Little Men is a Canadian television show that first aired on November 7, 1998 on the PAX TV network and was shown in Canada on CTV beginning January 1, 1999.  The show is set as a continuation of the Louisa May Alcott novel Little Men (1871), a follow-up to Little Women (1868).  Due to low ratings, the show was cancelled after 2 seasons, with the final episode aired on December 17, 1999.

Synopsis 
The show opens in Concord, Massachusetts, one month after the death of Jo's husband, Fritz Bhaer.  Josephine Bhaer (Michelle Rene Thomas) must take over the Plumfield School, a school in the barn on the Bhaer property, once taught by her husband.  As she tries to adjust to the pressures to find a new teacher, a merchant mariner Nick Riley (Spencer Rochfort) enters the scene to act as a caretaker of the school.  Franz (Robin Dunne), Jo's nephew, must take over  teaching the class of young teens, notably Dan (Corey Sevier), Nat (Trevor Blumas), Emil (Alex Cambell), Nan (Brittney Irvin) and Bess (Rachel Skarsten).  The show follows the children's adventures at Plumfield, as well as the blossoming relationship between Jo and Nick.  Appearances by the other living March sisters, Meg (Jennifer Wigmore) and Amy (Amy Price-Francis) ground the plot as another chapter in the continuing saga of the March girls of Little Women. Jo's young son, Rob Bhaer, is portrayed by Munro Chambers and his brother Thomas.

Characters

Plumfield residents
Josephine "Jo" Bhaer (Michelle Rene Thomas): One of the eponymous Little Woman, Jo is now a young widow following the death of her husband Fritz. She vows to keep her husband's school open, though many feel that she should close it down. She has one son, Rob. Jo often reminisces about her childhood with her sisters, Meg, Amy, and the late Beth. She remains close to her living relatives who continue to support her.
Nicolas "Nick" Riley (Spencer Rochfort): A merchant marine who comes to work at Plumfield. After he is arrested for assaulting Emil's uncle, Jo arranges for him to serve his sentence at Plumfield. He later decides to stay on permanently as the school's caretaker. Nick had a rough childhood after his parents died in an influenza epidemic when he was twelve. He stayed with his uncle who was abusive towards his wife. At fifteen, he went on his first sea voyage. In "Philanthropy", Nick reveals that he cannot read and Jo begins teaching him.
Dan Maddison (Corey Sevier): A sponsored student who was once homeless living on the streets of Boston. He survived by partnering with Jasper (Jason McSkimming) and later Nat. In "Tough Crimes", Jasper comes to Plumfield to take Dan to California. Dan soon learns that his friend is an irredeemable criminal and remains at school.
Nathaniel "Nat" Blake (Trevor Blumas): Dan's best friend. Like Dan, he is a sponsored student. They were homeless together in Boston.

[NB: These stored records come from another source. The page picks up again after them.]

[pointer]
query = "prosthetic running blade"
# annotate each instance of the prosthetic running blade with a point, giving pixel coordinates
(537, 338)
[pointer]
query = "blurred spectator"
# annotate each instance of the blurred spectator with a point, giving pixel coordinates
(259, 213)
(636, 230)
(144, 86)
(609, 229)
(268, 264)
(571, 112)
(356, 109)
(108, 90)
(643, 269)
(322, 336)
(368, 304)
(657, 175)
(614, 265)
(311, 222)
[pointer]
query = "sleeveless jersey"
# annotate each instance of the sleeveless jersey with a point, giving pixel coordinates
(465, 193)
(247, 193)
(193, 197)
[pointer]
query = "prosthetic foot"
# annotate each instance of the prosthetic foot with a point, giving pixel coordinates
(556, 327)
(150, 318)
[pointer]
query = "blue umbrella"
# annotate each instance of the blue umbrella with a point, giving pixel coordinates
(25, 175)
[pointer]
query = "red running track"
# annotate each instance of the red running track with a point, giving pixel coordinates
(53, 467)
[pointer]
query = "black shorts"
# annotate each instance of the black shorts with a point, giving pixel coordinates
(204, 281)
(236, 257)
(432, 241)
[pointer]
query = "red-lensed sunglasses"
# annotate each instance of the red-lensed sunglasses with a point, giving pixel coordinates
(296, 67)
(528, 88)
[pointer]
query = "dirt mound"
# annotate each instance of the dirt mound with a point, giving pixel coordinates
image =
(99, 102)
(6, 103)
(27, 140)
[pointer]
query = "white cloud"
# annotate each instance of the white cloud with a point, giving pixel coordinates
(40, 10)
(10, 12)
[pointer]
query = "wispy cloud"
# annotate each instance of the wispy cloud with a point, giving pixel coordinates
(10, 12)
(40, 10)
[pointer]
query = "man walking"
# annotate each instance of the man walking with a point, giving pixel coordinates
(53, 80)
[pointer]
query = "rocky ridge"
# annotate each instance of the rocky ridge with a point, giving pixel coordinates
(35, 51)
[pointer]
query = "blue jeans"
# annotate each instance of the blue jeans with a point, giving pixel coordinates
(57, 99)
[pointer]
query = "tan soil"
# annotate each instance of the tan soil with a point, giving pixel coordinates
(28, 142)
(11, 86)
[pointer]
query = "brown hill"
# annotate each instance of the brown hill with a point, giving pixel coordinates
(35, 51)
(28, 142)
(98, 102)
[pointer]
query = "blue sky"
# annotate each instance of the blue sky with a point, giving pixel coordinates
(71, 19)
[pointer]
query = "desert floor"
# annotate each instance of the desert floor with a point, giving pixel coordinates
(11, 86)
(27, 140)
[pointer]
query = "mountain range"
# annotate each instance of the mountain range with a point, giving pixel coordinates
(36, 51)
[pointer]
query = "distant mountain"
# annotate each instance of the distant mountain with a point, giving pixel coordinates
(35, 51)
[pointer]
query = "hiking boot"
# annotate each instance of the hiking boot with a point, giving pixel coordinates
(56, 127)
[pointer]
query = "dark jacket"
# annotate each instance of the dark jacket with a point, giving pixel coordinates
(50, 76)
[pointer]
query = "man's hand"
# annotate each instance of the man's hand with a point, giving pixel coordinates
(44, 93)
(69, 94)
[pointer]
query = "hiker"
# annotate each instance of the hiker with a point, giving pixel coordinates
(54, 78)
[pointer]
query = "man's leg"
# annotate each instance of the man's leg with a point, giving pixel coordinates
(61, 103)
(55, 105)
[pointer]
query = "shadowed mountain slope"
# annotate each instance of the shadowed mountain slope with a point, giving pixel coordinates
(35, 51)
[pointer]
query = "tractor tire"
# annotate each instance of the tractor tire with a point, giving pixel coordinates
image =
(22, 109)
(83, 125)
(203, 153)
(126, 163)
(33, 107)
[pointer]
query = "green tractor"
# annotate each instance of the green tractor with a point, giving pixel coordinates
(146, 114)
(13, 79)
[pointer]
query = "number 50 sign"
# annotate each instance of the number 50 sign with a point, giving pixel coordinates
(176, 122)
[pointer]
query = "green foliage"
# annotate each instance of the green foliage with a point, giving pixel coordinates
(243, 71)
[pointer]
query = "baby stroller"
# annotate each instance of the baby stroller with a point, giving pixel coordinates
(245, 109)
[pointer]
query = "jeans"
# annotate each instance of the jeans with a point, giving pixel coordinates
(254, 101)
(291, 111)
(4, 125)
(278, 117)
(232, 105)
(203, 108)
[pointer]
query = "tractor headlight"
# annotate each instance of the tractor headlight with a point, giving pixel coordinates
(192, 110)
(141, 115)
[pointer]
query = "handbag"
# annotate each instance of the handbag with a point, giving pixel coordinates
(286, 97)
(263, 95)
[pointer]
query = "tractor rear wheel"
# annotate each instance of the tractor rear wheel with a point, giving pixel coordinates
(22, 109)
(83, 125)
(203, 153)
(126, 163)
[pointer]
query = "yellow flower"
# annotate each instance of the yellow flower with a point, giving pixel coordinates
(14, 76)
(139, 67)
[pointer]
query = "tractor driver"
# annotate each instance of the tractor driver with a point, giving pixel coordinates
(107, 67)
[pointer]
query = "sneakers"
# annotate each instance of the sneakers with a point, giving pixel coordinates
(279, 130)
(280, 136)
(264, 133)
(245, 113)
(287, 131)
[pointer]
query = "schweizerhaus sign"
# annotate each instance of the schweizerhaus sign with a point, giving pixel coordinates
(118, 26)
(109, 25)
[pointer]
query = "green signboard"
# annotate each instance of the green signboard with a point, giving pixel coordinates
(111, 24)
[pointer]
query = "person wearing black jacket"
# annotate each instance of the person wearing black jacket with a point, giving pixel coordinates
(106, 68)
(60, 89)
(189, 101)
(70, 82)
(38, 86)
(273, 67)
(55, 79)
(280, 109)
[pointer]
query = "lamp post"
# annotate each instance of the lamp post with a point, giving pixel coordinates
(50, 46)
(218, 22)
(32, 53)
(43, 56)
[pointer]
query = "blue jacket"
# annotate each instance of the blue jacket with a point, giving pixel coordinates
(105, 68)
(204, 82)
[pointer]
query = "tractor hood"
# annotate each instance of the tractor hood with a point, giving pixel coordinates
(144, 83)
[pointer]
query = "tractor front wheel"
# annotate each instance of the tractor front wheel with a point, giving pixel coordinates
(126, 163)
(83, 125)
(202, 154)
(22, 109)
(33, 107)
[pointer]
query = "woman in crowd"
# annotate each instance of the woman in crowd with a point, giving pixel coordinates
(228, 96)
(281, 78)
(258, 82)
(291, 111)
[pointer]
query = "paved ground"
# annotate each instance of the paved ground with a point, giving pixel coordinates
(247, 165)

Nat tends to be cautious and nervous, though he is capable of great acts of bravery in times of need.
Anthea "Nan" Harding (Britt Irvin): Jo's first female student. After her mother's death, Nan was unhappy and often ran away from home, which lead her father to send her to Plumfield. A tomboy, she does not get along with the prim and proper Bess at first. They eventually become friends.
Elizabeth "Bess" Laurence (Rachel Skarsten): Amy and Laurie's only child. Her mother has molded her into an elegant and refined young lady, but her father worries that she has no spirit from spending too much time indoors and not enjoying life.
Emil Hoffman (Alex Campbell): A student at Plumfield who hopes to be a sailor someday. His uncle pulls him out of Plumfield against Emil's wishes. He returns after his uncle beats him when he refuses to go to military school.
Asia (Sandra Caldwell): The resident housekeeper of Plumfield who handles most of the cooking. She is firm but kind with the students. In return, they respect her advice and admonishments.
Franz Bhaer (Robin Dunne): Jo and Fritz's nephew. He starts teaching at Plumfield after his uncle's death. Franz is accepted into Harvard, but delays his enrollment until Plumfield can obtain another teacher. In "Tough Crimes", he decides to remain the school's permanent teacher.
Thomas "Tommy" Bangs (Matt Robinson): A student at Plumfield. Tommy occasionally gets into minor scrapes such as in "Philanthropy".
Rob Bhaer (Munro Chambers/Thomas Chambers): Jo's young son with her late husband.
Jack Ford (Dov Tiefenbach)

Recurring
Margaret "Meg" Brooke (Jennifer Wigmore): Jo's sister who supports her emotionally after Fritz's death. She mourns the death of her own husband, John, who died some years previously. Meg is also the mother of twins.
Amy Laurence (Amy Price-Francis: Jo's sister with whom she is sometimes at odds. In "Thanksgiving", Amy returns to America with her husband Laurie and daughter Bess. She sends Bess to Jo's school, though she is opposed to it at first.
Theodore "Laurie" Laurence (Dan Chameroy): Amy's husband and father of Bess. He worries that Bess has no spirit and sends her to his sister-in-law's school in "Thanksgiving". Laurie is always there to help Jo and her school, including sending a library in "Philanthropy".
Isaac (Michael Oliphant): An African-American boy who used to be a slave in Georgia with his parents Ruth (Arlene Duncan) and Josiah (Desmond Campbell). Jo helps the family settle in Concord and takes Isaac on as a student.

Episodes

Season 1 (1998–99)

Season 2 (1999)

Production
The series was filmed in Pickering, Ontario, at the Claremont Conservation Area. The series was a joint production between Alliance Atlantis Communications and Paxson Communications. Filming of the first season took place between August 1998 and January 1999. The second season was filmed from April through October 1999.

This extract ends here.